Je n’ai rien écrit ici. Je ne pouvais pas. Je faisais un rejet de l’écriture. Elle m’en avait trop pris.

Depuis plus de deux mois, je survis sans lui. On tient le coup, les enfants et moi. Je suis toujours en équilibre entre tristesse et colère.

Pas un mot écrit dans ce journal. Pas un mot pour nous de son côté. Pas un mot entre nous. Jusqu’à aujourd’hui.

J’ai enfin reçu un message : « J’ai terminé. Je vais bientôt rentrer. Je t’aime. »

Je ne sais pas quoi penser de ce premier message après tant de jours de silence. Si je laisse parler ma rage, je vais l’insulter et lui demander de ne plus jamais remettre les pieds ici.

Je pense aux enfants, à leurs pleurs certains soirs, à ma réponse quand je leur disais que papa allait rentrer bientôt et qu’au fond de moi, j’y croyais un peu. Je pense à cet homme que j’ai aimé, que j’aime toujours et qui a eu besoin de se perdre dans un trou noir, de disparaître complètement pour je ne sais quelle raison. Se retrouver. Renaître. Se découvrir. Puiser au fond de son mal. Descendre en lui-même. Extraire de son être l’essence d’une création possible.

Je pense à lui qui a eu besoin d’être sans nous, seul, et pour qui tout cela a été, aussi, sûrement, une souffrance.

Je pense à lui et je finis par ne presque plus lui en vouloir et à l’attendre pour qu’il se blottisse contre moi, qu’il s’apaise contre mon sein, qu’il s’endorme dans mes bras et que je le serre de toutes mes forces pour qu’il n’ait plus jamais envie de partir.
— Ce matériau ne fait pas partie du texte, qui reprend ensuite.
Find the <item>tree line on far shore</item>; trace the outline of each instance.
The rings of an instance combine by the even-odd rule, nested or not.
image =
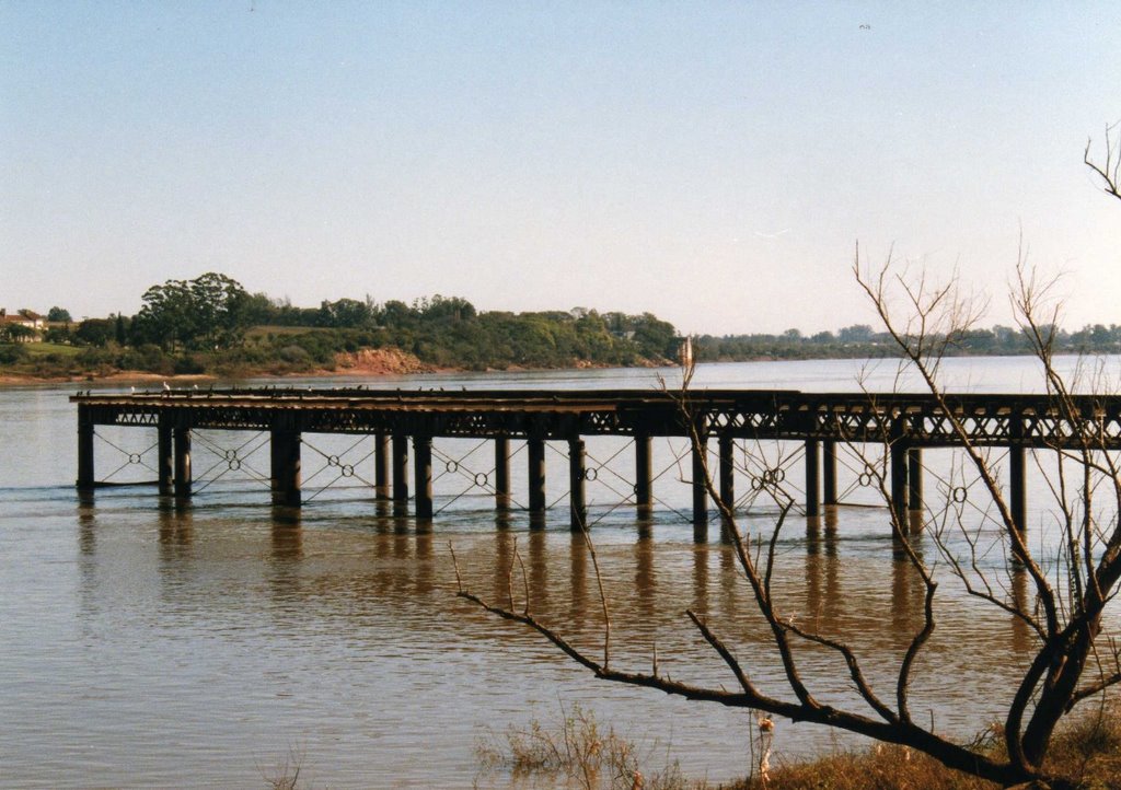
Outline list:
[[[682,342],[673,324],[650,313],[480,312],[466,299],[439,295],[413,304],[379,304],[367,296],[298,307],[287,298],[249,294],[216,272],[150,287],[133,316],[70,317],[64,308],[50,309],[40,340],[56,347],[39,353],[26,342],[34,334],[26,327],[0,327],[0,364],[38,375],[113,370],[247,375],[331,370],[340,353],[397,348],[434,368],[631,366],[670,363]],[[1121,326],[1115,324],[1048,331],[1058,352],[1121,351]],[[787,329],[693,338],[698,362],[874,357],[893,354],[893,348],[890,337],[864,324],[813,335]],[[1030,350],[1018,327],[997,325],[965,333],[953,351],[1009,355]]]

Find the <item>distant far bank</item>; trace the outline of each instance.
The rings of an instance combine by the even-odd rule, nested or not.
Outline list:
[[[47,344],[43,344],[47,345]],[[858,346],[849,347],[844,351],[851,353],[823,353],[818,355],[772,355],[772,354],[744,354],[742,356],[725,356],[721,359],[705,359],[702,364],[735,364],[743,362],[825,362],[833,360],[865,360],[887,359],[882,346]],[[48,350],[29,348],[31,359],[38,356],[38,361],[25,368],[24,365],[0,364],[0,388],[3,387],[28,387],[36,384],[61,384],[61,383],[121,383],[121,384],[161,384],[168,382],[173,387],[184,387],[201,384],[214,381],[229,381],[238,379],[276,379],[278,381],[293,378],[322,378],[322,379],[376,379],[380,377],[400,375],[424,375],[438,373],[521,373],[526,371],[575,371],[575,370],[605,370],[626,368],[676,368],[676,361],[660,357],[657,360],[631,360],[629,364],[618,364],[610,362],[591,362],[589,360],[573,360],[568,364],[550,365],[518,365],[509,364],[501,368],[483,368],[467,365],[437,365],[421,361],[415,354],[401,351],[400,348],[360,348],[353,352],[339,352],[330,364],[325,365],[288,365],[288,364],[261,364],[261,365],[229,365],[223,364],[221,355],[212,361],[214,366],[200,372],[176,372],[175,370],[152,371],[138,368],[118,368],[99,363],[86,368],[78,363],[75,354],[62,354]],[[1075,355],[1071,352],[1068,355]],[[952,356],[970,357],[1018,357],[1025,354],[967,354],[957,353]]]

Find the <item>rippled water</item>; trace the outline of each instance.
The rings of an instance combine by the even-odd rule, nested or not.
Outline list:
[[[860,370],[852,362],[707,365],[697,385],[843,390],[855,387]],[[893,372],[864,371],[873,388],[888,387]],[[948,373],[954,387],[972,391],[1038,389],[1023,360],[953,361]],[[645,388],[655,377],[595,371],[371,383]],[[549,501],[557,505],[544,530],[531,531],[524,513],[498,520],[490,500],[454,472],[435,482],[441,512],[429,531],[379,513],[361,486],[370,447],[354,437],[305,437],[308,502],[299,511],[270,506],[252,478],[254,465],[267,473],[267,447],[254,455],[252,435],[216,431],[196,439],[204,484],[189,508],[161,508],[147,486],[100,489],[82,501],[73,489],[70,389],[0,391],[0,786],[263,787],[262,777],[295,752],[309,787],[470,787],[480,734],[531,718],[554,722],[575,701],[651,747],[668,744],[692,775],[745,773],[744,712],[596,682],[539,638],[455,597],[450,545],[467,586],[499,602],[520,558],[534,610],[575,643],[600,650],[596,582],[568,531],[559,452],[548,457]],[[154,442],[146,430],[99,435],[99,476]],[[206,453],[223,447],[242,448],[247,470],[206,482]],[[587,448],[600,470],[587,495],[611,602],[613,664],[647,669],[657,644],[663,671],[731,686],[683,615],[693,608],[765,688],[779,693],[776,657],[719,529],[698,545],[682,517],[689,502],[682,444],[656,447],[659,508],[648,523],[619,504],[629,487],[626,445],[593,439]],[[447,461],[467,472],[492,465],[480,443],[437,439],[436,449],[437,470],[450,468]],[[798,448],[744,452],[777,462]],[[358,478],[334,480],[316,462],[332,454],[350,458]],[[952,457],[929,456],[933,496]],[[516,481],[524,463],[515,456]],[[216,462],[213,468],[221,472]],[[124,464],[117,478],[148,476]],[[749,491],[743,480],[739,487]],[[525,499],[517,487],[515,499]],[[846,500],[874,498],[854,489]],[[744,526],[769,529],[773,508],[744,504]],[[976,506],[983,523],[984,505]],[[821,524],[791,517],[784,535],[775,576],[784,610],[845,634],[873,680],[889,686],[921,615],[923,588],[893,559],[884,511],[840,508]],[[915,545],[935,559],[928,536]],[[999,567],[1000,551],[986,561]],[[516,578],[520,600],[520,571]],[[916,671],[912,709],[966,736],[1007,700],[1031,644],[1007,616],[945,594]],[[851,698],[843,667],[802,653],[824,698]],[[782,723],[776,745],[797,755],[833,738]]]

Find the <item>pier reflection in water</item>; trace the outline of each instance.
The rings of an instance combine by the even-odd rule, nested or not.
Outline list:
[[[4,397],[4,445],[44,446],[0,468],[3,783],[259,787],[295,749],[315,787],[470,786],[481,732],[555,721],[559,700],[671,743],[694,775],[745,772],[745,713],[606,686],[455,597],[450,542],[473,591],[506,602],[512,579],[520,603],[528,586],[535,613],[599,654],[595,574],[563,511],[531,529],[524,513],[495,517],[491,501],[464,498],[418,532],[349,491],[328,490],[302,511],[220,486],[178,510],[129,489],[80,499],[73,470],[56,468],[73,449],[64,398]],[[760,503],[742,527],[758,540],[775,515]],[[892,687],[924,595],[886,518],[872,508],[791,517],[775,573],[782,612],[844,636],[880,688]],[[684,616],[692,608],[763,688],[781,690],[768,630],[717,529],[697,543],[670,509],[647,520],[618,509],[593,538],[614,666],[646,670],[657,644],[663,671],[731,687]],[[938,558],[929,531],[910,540]],[[999,551],[986,561],[1003,571]],[[1011,594],[1030,595],[1022,575],[1007,578]],[[939,595],[912,709],[969,737],[1010,696],[1032,635],[954,585]],[[823,697],[852,699],[835,656],[805,645],[798,654]],[[778,724],[786,756],[834,743],[826,731]]]

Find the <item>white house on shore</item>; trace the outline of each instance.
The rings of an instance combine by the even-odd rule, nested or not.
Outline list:
[[[21,328],[10,331],[10,327],[17,326]],[[24,309],[8,315],[8,310],[0,307],[0,338],[29,343],[39,340],[46,326],[47,319],[34,310]]]

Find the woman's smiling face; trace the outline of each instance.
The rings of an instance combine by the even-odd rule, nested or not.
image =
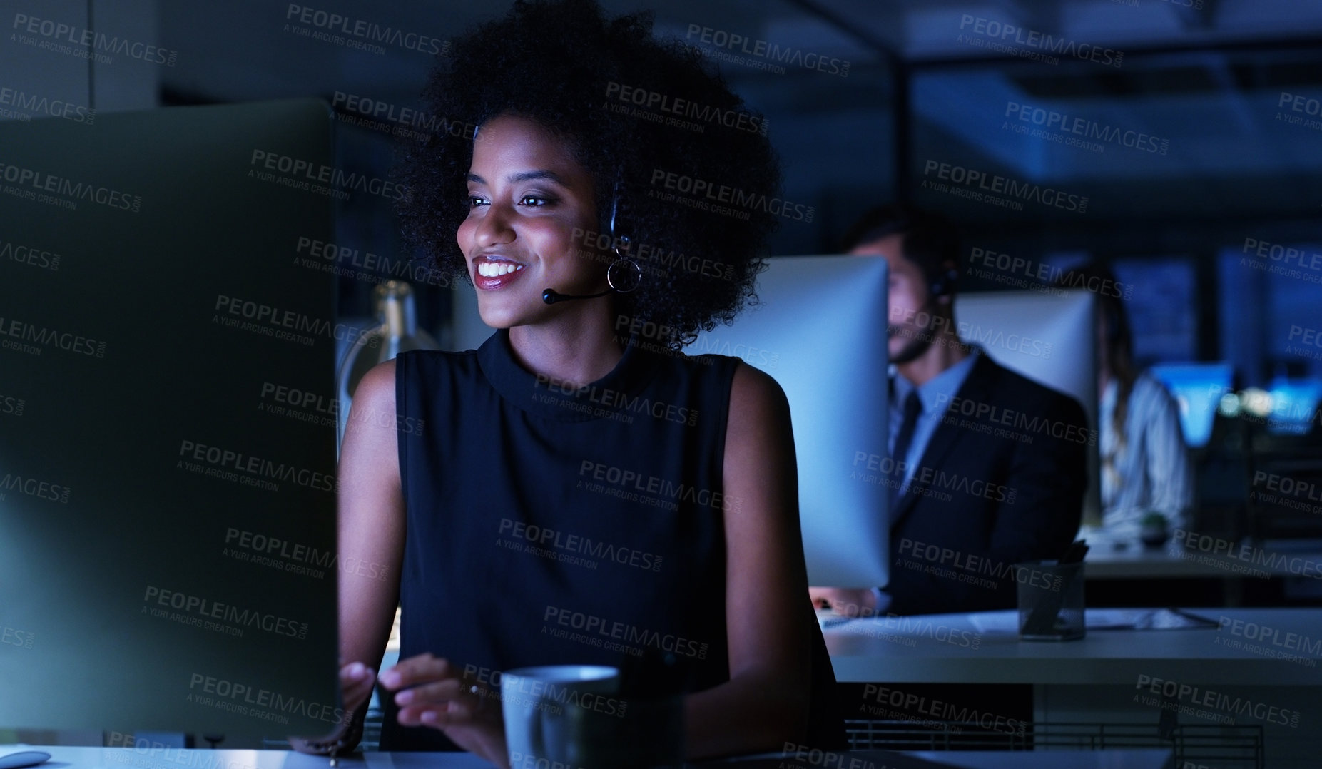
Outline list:
[[[592,176],[570,144],[512,115],[488,120],[477,136],[468,218],[456,239],[483,322],[510,328],[554,317],[561,308],[542,301],[547,288],[603,291],[605,266],[582,242],[598,229]]]

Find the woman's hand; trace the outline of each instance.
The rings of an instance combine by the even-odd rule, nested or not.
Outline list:
[[[846,617],[871,617],[876,613],[876,595],[871,588],[808,588],[808,597],[818,609],[832,609]]]
[[[483,696],[485,687],[463,680],[460,673],[446,659],[419,654],[382,673],[381,686],[395,692],[402,725],[440,729],[460,748],[508,769],[500,700]]]
[[[341,659],[342,662],[342,659]],[[344,703],[344,720],[324,737],[290,737],[290,747],[299,753],[328,756],[348,753],[362,739],[362,712],[371,699],[371,686],[375,674],[361,662],[350,662],[340,669],[340,702]]]

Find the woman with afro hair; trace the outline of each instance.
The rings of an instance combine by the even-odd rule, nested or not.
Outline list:
[[[397,420],[350,415],[341,452],[340,558],[389,579],[341,569],[357,717],[337,749],[397,605],[382,749],[504,766],[492,671],[657,651],[682,662],[690,758],[841,747],[785,396],[738,358],[678,351],[756,300],[777,164],[761,118],[650,28],[518,1],[427,85],[434,115],[477,129],[406,153],[399,215],[497,330],[401,354],[354,395],[353,415]]]

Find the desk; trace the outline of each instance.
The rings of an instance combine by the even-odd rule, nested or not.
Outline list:
[[[1182,542],[1167,542],[1163,547],[1144,547],[1125,540],[1124,550],[1116,550],[1117,539],[1096,530],[1080,531],[1088,540],[1084,576],[1089,580],[1149,580],[1149,579],[1243,579],[1266,575],[1314,576],[1322,573],[1322,546],[1318,542],[1266,543],[1251,548],[1248,558],[1228,558],[1208,552]],[[1208,544],[1206,550],[1215,550]],[[1235,551],[1240,552],[1239,544]]]
[[[0,745],[0,754],[19,749]],[[290,751],[178,751],[134,748],[65,748],[37,747],[50,753],[50,761],[36,769],[327,769],[328,761]],[[894,753],[858,751],[850,757],[871,762],[880,769]],[[1097,751],[1044,753],[911,753],[960,769],[1171,769],[1170,751]],[[344,769],[489,769],[490,764],[472,753],[364,753],[361,758],[341,758]],[[775,761],[731,761],[723,765],[773,766]],[[717,766],[722,764],[711,764]],[[785,766],[793,765],[787,761]],[[866,766],[867,764],[863,764]],[[894,765],[894,762],[892,762]],[[903,769],[903,768],[898,768]]]
[[[1214,717],[1219,716],[1261,724],[1268,766],[1317,766],[1322,609],[1207,609],[1202,614],[1225,617],[1225,626],[1096,630],[1080,641],[1052,643],[978,634],[968,614],[928,614],[851,620],[825,629],[824,636],[837,680],[900,684],[891,687],[898,690],[904,683],[1032,684],[1034,720],[1044,723],[1155,724],[1166,707],[1165,682],[1174,682],[1178,704],[1198,703],[1191,710],[1211,714],[1181,711],[1181,723],[1224,723]],[[1282,659],[1282,654],[1297,658]],[[1179,690],[1181,684],[1188,690]],[[1249,712],[1236,712],[1236,702],[1249,702]],[[1277,723],[1281,711],[1297,715],[1294,725]]]

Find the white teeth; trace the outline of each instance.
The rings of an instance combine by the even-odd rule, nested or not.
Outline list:
[[[522,268],[522,264],[510,264],[509,262],[479,262],[477,275],[483,277],[500,277],[501,275],[509,275]]]

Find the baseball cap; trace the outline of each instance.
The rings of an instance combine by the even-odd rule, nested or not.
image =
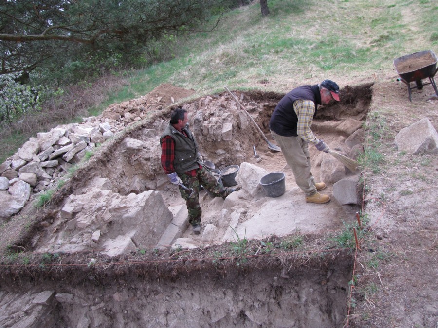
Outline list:
[[[333,99],[339,101],[339,86],[331,80],[324,80],[321,83],[321,86],[331,92]]]

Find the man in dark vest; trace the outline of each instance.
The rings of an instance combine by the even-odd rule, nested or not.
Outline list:
[[[178,185],[180,193],[186,201],[188,220],[193,232],[201,233],[202,211],[199,204],[200,185],[216,197],[225,199],[232,192],[239,190],[237,186],[224,188],[211,173],[202,166],[202,159],[195,137],[189,129],[187,111],[176,108],[170,116],[170,122],[160,139],[161,165],[170,182]],[[195,192],[184,189],[182,184]]]
[[[269,121],[273,138],[281,148],[296,184],[306,195],[308,203],[325,204],[330,201],[328,195],[318,191],[326,187],[315,182],[310,172],[308,145],[318,150],[328,152],[327,145],[317,139],[310,126],[318,104],[326,104],[333,99],[339,101],[339,87],[331,80],[324,80],[313,86],[302,86],[286,94],[277,105]]]

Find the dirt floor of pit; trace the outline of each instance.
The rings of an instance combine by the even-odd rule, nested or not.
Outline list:
[[[332,103],[325,108],[320,106],[314,124],[328,121],[343,121],[347,118],[363,120],[366,116],[370,103],[371,86],[371,84],[366,84],[346,87],[341,91],[343,99],[342,102]],[[275,104],[282,95],[273,93],[265,94],[261,92],[237,92],[236,94],[242,102],[249,104],[247,105],[251,108],[249,110],[252,110],[252,115],[255,120],[265,131],[266,135],[270,138],[268,128],[269,119]],[[180,104],[180,105],[184,104]],[[248,198],[247,195],[242,193],[243,190],[236,193],[238,198],[237,207],[241,216],[236,228],[238,237],[233,236],[233,238],[235,237],[238,239],[246,237],[251,239],[262,239],[273,234],[281,236],[296,232],[306,234],[334,232],[341,228],[346,223],[348,224],[356,220],[356,213],[360,210],[357,205],[340,205],[334,199],[323,205],[306,203],[304,194],[297,187],[292,170],[286,164],[281,153],[270,150],[256,127],[250,121],[246,123],[244,128],[240,128],[237,132],[234,133],[234,138],[230,141],[218,142],[211,139],[214,137],[212,137],[211,134],[206,135],[204,131],[206,120],[214,123],[217,121],[217,120],[214,121],[215,119],[224,118],[229,119],[232,116],[237,118],[238,117],[239,111],[243,113],[229,95],[224,93],[207,96],[192,101],[188,103],[187,105],[190,105],[188,109],[189,121],[190,126],[193,127],[192,130],[194,131],[204,159],[213,162],[219,169],[231,164],[239,165],[244,161],[264,169],[268,172],[282,171],[286,173],[286,192],[280,197],[271,198],[263,193],[254,198]],[[201,118],[200,118],[200,112],[203,113]],[[150,138],[146,138],[143,134],[144,131],[155,127],[157,124],[162,126],[164,118],[164,121],[168,121],[168,118],[165,119],[169,113],[169,111],[167,114],[160,113],[155,118],[151,118],[146,126],[132,129],[128,135],[135,138],[147,141],[148,144],[150,145],[148,149],[150,149],[150,153],[153,155],[150,155],[150,160],[141,161],[142,154],[127,155],[117,151],[116,145],[112,145],[105,152],[105,159],[98,161],[93,168],[90,168],[86,175],[90,177],[108,178],[113,182],[113,191],[125,194],[134,192],[131,189],[133,181],[139,180],[139,176],[145,177],[146,180],[139,184],[143,189],[137,192],[144,191],[145,186],[147,189],[149,183],[147,181],[148,179],[152,181],[152,188],[159,191],[164,203],[169,208],[183,205],[184,201],[180,196],[177,188],[168,183],[160,167],[158,137],[151,141]],[[222,116],[216,117],[216,115]],[[197,121],[201,121],[200,123],[197,123]],[[238,127],[239,124],[242,124],[237,119],[234,122]],[[214,128],[215,124],[212,123],[209,126],[209,128]],[[197,131],[198,133],[196,133]],[[348,137],[340,136],[334,131],[330,133],[315,131],[317,138],[324,140],[328,144],[332,141],[337,141],[342,144]],[[260,155],[261,161],[257,162],[254,158],[253,146],[256,147]],[[218,151],[220,151],[219,153]],[[330,155],[319,152],[312,146],[309,147],[309,151],[313,163],[312,172],[316,180],[319,181],[320,180],[320,167],[315,163],[320,164],[323,156],[329,157]],[[133,157],[136,159],[135,161],[130,159]],[[139,158],[138,160],[137,158]],[[146,175],[146,176],[144,174]],[[82,174],[79,175],[81,175]],[[164,183],[162,183],[159,185],[160,179],[162,181],[164,181]],[[258,183],[258,181],[256,182]],[[74,182],[75,186],[72,187],[72,193],[80,194],[82,190],[87,188],[87,180],[78,179]],[[323,192],[332,195],[332,185],[328,183],[327,188]],[[201,193],[200,199],[202,209],[201,225],[203,227],[208,224],[218,227],[218,223],[222,216],[223,200],[210,197],[203,190]],[[97,203],[99,200],[93,200],[93,201]],[[76,219],[79,220],[77,217]],[[62,219],[59,217],[56,220],[57,221],[55,220],[52,225],[57,227],[47,229],[38,241],[36,247],[39,247],[38,249],[40,251],[50,251],[50,249],[44,247],[49,244],[50,241],[54,239],[54,234],[51,231],[62,230],[60,226],[62,224],[60,223]],[[226,227],[219,229],[213,243],[223,242],[221,241],[222,236],[226,230]],[[195,235],[191,229],[186,231],[182,237],[190,238],[193,241],[193,244],[198,246],[212,242],[211,241],[206,242],[202,239],[202,234]],[[152,249],[155,245],[156,243],[152,242],[142,244],[139,247]],[[170,247],[170,245],[166,246]]]
[[[357,281],[355,288],[353,289],[352,298],[348,298],[350,302],[348,305],[352,306],[347,317],[349,327],[434,327],[438,322],[438,304],[436,293],[434,291],[434,286],[438,283],[436,269],[438,249],[436,243],[438,230],[436,186],[437,157],[434,155],[410,155],[401,153],[394,146],[394,138],[401,129],[423,117],[428,117],[436,128],[438,126],[437,102],[427,100],[432,92],[430,91],[431,87],[428,88],[426,86],[422,90],[415,90],[413,92],[413,101],[410,103],[406,86],[401,83],[394,82],[396,75],[379,77],[385,80],[381,80],[373,88],[371,115],[368,119],[368,127],[374,125],[380,129],[379,134],[383,135],[383,138],[380,139],[381,143],[378,150],[386,157],[385,162],[381,164],[383,170],[380,173],[368,171],[365,173],[364,179],[367,189],[365,211],[371,220],[371,233],[369,237],[372,239],[363,241],[361,244],[363,248],[357,254],[354,276]],[[264,131],[266,132],[266,130]],[[260,147],[263,143],[261,142],[256,146],[260,155],[264,155],[261,150],[262,148]],[[249,150],[248,154],[251,154],[251,150]],[[250,159],[250,157],[248,158]],[[93,168],[86,169],[83,172],[86,174],[93,173],[94,170]],[[68,196],[68,192],[71,192],[75,186],[80,185],[79,181],[73,181],[71,185],[66,186],[67,191],[63,197]],[[328,190],[329,191],[329,189]],[[59,200],[57,201],[57,204],[60,203]],[[56,202],[55,199],[55,204]],[[48,208],[44,215],[50,216],[51,212],[53,215],[53,209]],[[32,215],[32,213],[30,211],[27,214]],[[40,213],[39,215],[39,217],[42,217]],[[16,224],[13,227],[25,230],[24,224],[21,224],[20,221],[15,219],[13,221]],[[30,230],[31,232],[37,232],[32,228]],[[15,239],[6,239],[6,242],[21,241],[21,244],[26,245],[28,239],[25,237],[16,238],[18,235],[14,232],[10,233],[9,236],[15,236]],[[312,244],[318,245],[320,240],[312,241]],[[20,244],[20,242],[17,243]],[[255,253],[256,251],[256,249]],[[70,263],[72,270],[68,271],[68,274],[70,274],[69,279],[88,286],[89,281],[94,281],[95,276],[97,278],[99,276],[93,273],[94,269],[88,265],[94,254],[83,255],[81,257],[79,255],[79,262],[75,262],[72,258]],[[42,255],[39,256],[41,258]],[[3,260],[4,259],[3,257]],[[164,259],[171,262],[175,259],[170,256]],[[214,257],[209,257],[205,261],[198,261],[197,263],[204,266],[212,263],[214,259]],[[130,260],[128,258],[116,259],[119,260],[122,263]],[[303,258],[300,260],[302,265],[307,265],[306,259]],[[35,267],[27,267],[23,265],[23,262],[20,262],[19,265],[14,266],[13,269],[4,266],[3,261],[5,270],[2,270],[1,273],[1,290],[12,294],[17,293],[16,295],[19,296],[24,295],[29,288],[39,292],[46,287],[54,287],[57,289],[57,291],[68,292],[76,288],[74,284],[72,284],[71,287],[68,286],[69,283],[67,282],[72,280],[65,279],[66,283],[64,285],[61,280],[65,277],[60,278],[58,276],[57,278],[48,275],[51,270],[44,270],[44,266],[40,266],[42,261],[41,258],[36,259],[36,262],[32,262]],[[182,262],[182,266],[185,268],[184,266],[191,262],[190,259]],[[342,262],[341,261],[340,263]],[[258,267],[256,262],[250,264],[250,266],[253,268]],[[163,266],[161,266],[161,269]],[[165,264],[164,267],[171,272],[175,267],[171,263]],[[65,268],[60,270],[62,266],[56,267],[58,272],[67,272]],[[117,267],[120,269],[113,270]],[[94,310],[104,308],[100,304],[102,303],[101,300],[108,297],[106,290],[108,291],[108,294],[110,294],[111,291],[116,290],[111,288],[117,288],[118,291],[132,287],[133,284],[129,283],[129,279],[131,276],[130,273],[132,273],[131,267],[129,264],[121,267],[111,266],[109,263],[105,266],[105,279],[101,280],[98,278],[95,283],[100,286],[99,293],[96,292],[95,295],[96,303],[90,303],[87,306],[91,307]],[[315,268],[315,272],[318,271],[316,267],[312,267]],[[226,273],[223,273],[223,275],[235,272],[233,270],[228,270],[228,267],[224,268]],[[81,268],[83,269],[82,271],[86,272],[86,279],[83,278]],[[147,276],[158,270],[142,270],[139,276],[146,281]],[[21,277],[29,273],[32,284],[27,284],[25,281],[20,282]],[[281,274],[279,274],[279,276]],[[308,276],[310,276],[313,274],[314,273],[311,272]],[[348,276],[351,277],[351,275]],[[174,276],[172,279],[176,281],[177,278]],[[104,281],[110,281],[113,284],[113,287],[105,285]],[[321,285],[323,286],[325,283],[323,280]],[[135,289],[135,287],[132,289]],[[92,289],[91,290],[94,291]],[[172,291],[173,292],[174,290]],[[118,306],[117,304],[121,304],[120,300],[117,300],[120,299],[119,294],[116,292],[112,295],[112,299],[110,298],[109,300],[115,301],[117,303],[114,306]],[[155,298],[152,299],[158,302],[163,301],[167,297],[169,299],[171,298],[167,295],[164,295],[163,298],[158,295],[158,298],[154,296]],[[4,294],[2,294],[1,297],[4,296]],[[97,308],[94,307],[98,306]],[[66,309],[70,307],[68,306]],[[125,311],[126,309],[120,307],[119,309],[120,312],[113,311],[107,312],[109,320],[113,322],[118,318],[123,320],[124,318],[130,316],[128,312]],[[59,313],[63,313],[62,311],[64,311],[56,310],[59,310],[57,312]],[[140,315],[138,314],[137,317]]]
Je ne sais pas exactement ce qu’il a terminé mais ça a intérêt à être génial !

Extrait du journal de Sophie F.

Mardi 9 janvier

J’ai reçu un mail de Damien.

Depuis ce 9ème atelier au mois de mars de l’année dernière, je ne l’ai plus revu. À vrai dire, je l’avais même oublié. D’autres sessions d’ateliers sont passées depuis avec d’autres hommes et femmes, d’autres histoires, d’autres voix.

Lui, je me souviens maintenant, il avait carrément disparu dans l’écriture, il s’était fait engloutir ou avaler.

Damien me demande d’aller voir à la librairie près de chez moi et de chercher son roman.

J’y suis allé et en effet, sur la table centrale, au milieu d’autres romans de cette rentrée littéraire de l’hiver, il y avait le sien. Une belle couverture, chez un éditeur que je connais bien.

Il avait choisi Damien M., le nom que nous connaissions, son nom d’écrivain.

Le titre :

Là où les mots nous emmènent.

Je l’ai ouvert. Il sentait bon le livre neuf, fraichement arrivé.

En page de dédicace :

Pour Caroline et sa clémence pour ce que je lui ai fait.

Pour l’atelier et ce qu’il m’a fait.